Clássico do Greenslade ganha sua primeira edição brasileira mais de 50 anos depois
Por Bruce William
Postado em 03 de setembro de 2026
Há discos que envelhecem como peças de época e há outros que continuam estranhos o suficiente para parecerem deslocados de qualquer período. "Bedside Manners Are Extra", segundo álbum do Greenslade, lançado originalmente em novembro de 1973, pertence bastante à segunda categoria.

Mais de meio século depois de seu lançamento original, ele finalmente chega ao mercado brasileiro em edição nacional em CD lançada pela Melômano Discos em parceria com a Voice Music, preenchendo uma curiosa lacuna na discografia da banda por aqui, já que os demais álbuns setentistas - "Greenslade" (1973), "Spyglass Guest" (1974) e Time And Tide (1975) - saíram em vinil no Brasil na época.
A formação já explica boa parte da personalidade do grupo. Dave Greenslade e Tony Reeves vinham do Colosseum, Dave Lawson passara por Samurai e Fields, enquanto Andrew McCulloch havia tocado no King Crimson. O detalhe mais marcante era outro: o Greenslade simplesmente não tinha guitarrista. Dave Greenslade e Dave Lawson dividiam uma verdadeira parede de teclados, deixando para baixo e bateria a função de dar peso a músicas que poderiam facilmente cair no excesso de delicadeza.
A escolha não surgiu de qualquer cruzada contra a guitarra. Dave Greenslade explicou anos depois que tinha apenas a ideia de montar um grupo com dois tecladistas cercados por diferentes instrumentos. "Todo mundo dizia: 'Isso nunca vai funcionar'. Bem, eles estavam errados", relembrou em entrevista ao Louder. O próprio músico considera "Bedside Manners Are Extra" talvez seu álbum favorito do Greenslade.

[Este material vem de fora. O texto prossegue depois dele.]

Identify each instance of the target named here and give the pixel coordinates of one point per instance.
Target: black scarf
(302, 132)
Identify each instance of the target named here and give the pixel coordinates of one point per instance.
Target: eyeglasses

A faixa-título abre o disco deixando claro por que a fórmula funcionava. Mellotron, piano elétrico, órgão e sintetizadores ocupam espaços diferentes sem transformar a música em simples demonstração de equipamento. Lawson canta com uma voz peculiar, distante do padrão cristalino de muitos vocalistas progressivos, enquanto a seção rítmica mantém o arranjo permanentemente em movimento.
"Pilgrims Progress" amplia esse lado mais melódico, enquanto "Time to Dream" trabalha uma atmosfera mais contemplativa sem perder aquela sensação ligeiramente inquietante que acompanha boa parte do álbum. O Greenslade era progressivo, evidentemente, mas não parecia interessado em construir épicos intermináveis apenas para provar que sabia fazê-los. Mesmo quando a música se torna complexa, existe quase sempre uma canção reconhecível por baixo das mudanças de andamento e dos teclados.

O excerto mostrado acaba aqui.